Il duce Filippo Tripoli continua la guerra al verde. Da domani obbligo del saluto romano a palazzo Butera per tutti i dipendenti.

Continua la dittatura del Sindaco Filippo Tripoli che ha dimenticato la democrazia. Complice l’opposizione che non è stata capace di porre un freno alla schizofrenica gestione della cosa pubblica.

Ogni giorno, in ogni comunicato e nelle pagine di due assessori nello specifico, assistiamo alla campagna acquisti di questa amministrazione.

Una campagna che da i suoi frutti se si continuano ad abbattere alberi sani e che non hanno nemmeno danneggiato l’asfalto, in un rigurgito cementificatore che chiamano riqualificazione, senza che nessuno insorga.
Anche questo contribuisce al degrado urbano generale in cui questa città è stata fiondata da tre anni a questa parte.
Un incubo per molti una cuccagna per alcuni che si prodigheranno di certo a procurare longevità a questa dittatura.
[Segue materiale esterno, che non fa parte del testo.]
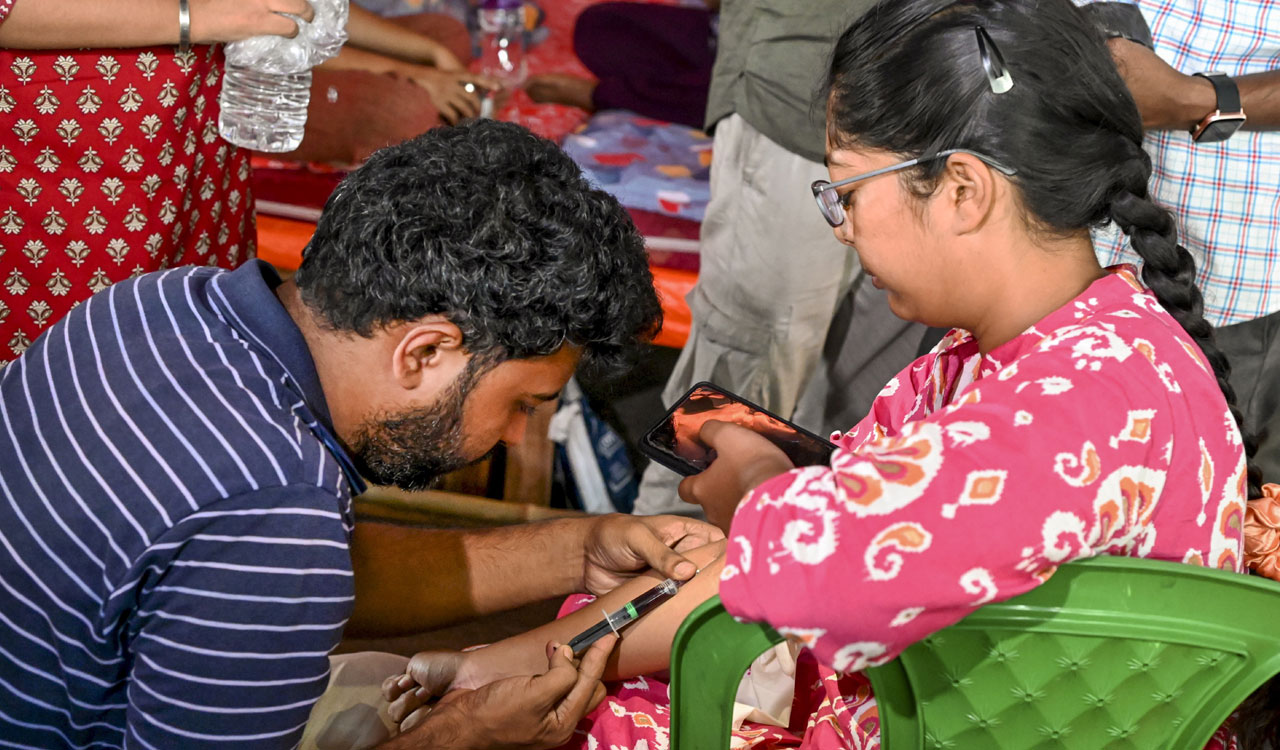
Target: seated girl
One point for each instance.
(1073, 411)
I 9 fusti piantati in viale Bagnera per compensare (???) 41 pini abbattuti, sono già seccati perché non annaffiati, mentre si continuano a potare alberi sani alla faccia di chi invece di intervenire perché sua prerogativa, pontifica di tuttologia in latinorum sulle pagine del suo social, sentendosi pure colto e spiritoso.
Di intervenire invece su altri alberi certamente marci, di cui uno già crollato in parte, procurando ingenti danni a due vetture parcheggiate, non se parla proprio, con una logica che solo Fillippo Benito può capire.
Non un bel clima a Bagheria, tra assessori (gerarchi sarebbe più giusto), che perdono tempo a cercare di screditare le voci fuori dal coro che provano a tenere sveglia questa città (occhio che da querelante in nuce a querelati per diffamazione è un attimo), e altri impegnati ad elargire regalie varie e mistificare anche la realtà.
Per esempio la storiella dei lavori non consegnati il 5 settembre al plesso scolastico Bagnera in gravissimo ritardo, per la difficoltà di reperimento dei materiali a causa pandemia (due anni fa la potevi raccontare), si infrange coi lavori che ricominceranno immediatamente, poiché ieri è stata emessa la seconda tranche di pagamento, all’azienda appaltatrice, costringendo la scuola agli di Open Days coi lavori i corso e i viali comuni ultimati alla meglio.
Queste cose sono talmente tante e talmente evidenti che risulta sempre più difficile raccontarne una sola alla volta.
Bagheria non è un Comune per tutti… ma soprattutto non è un Comune per gli alberi.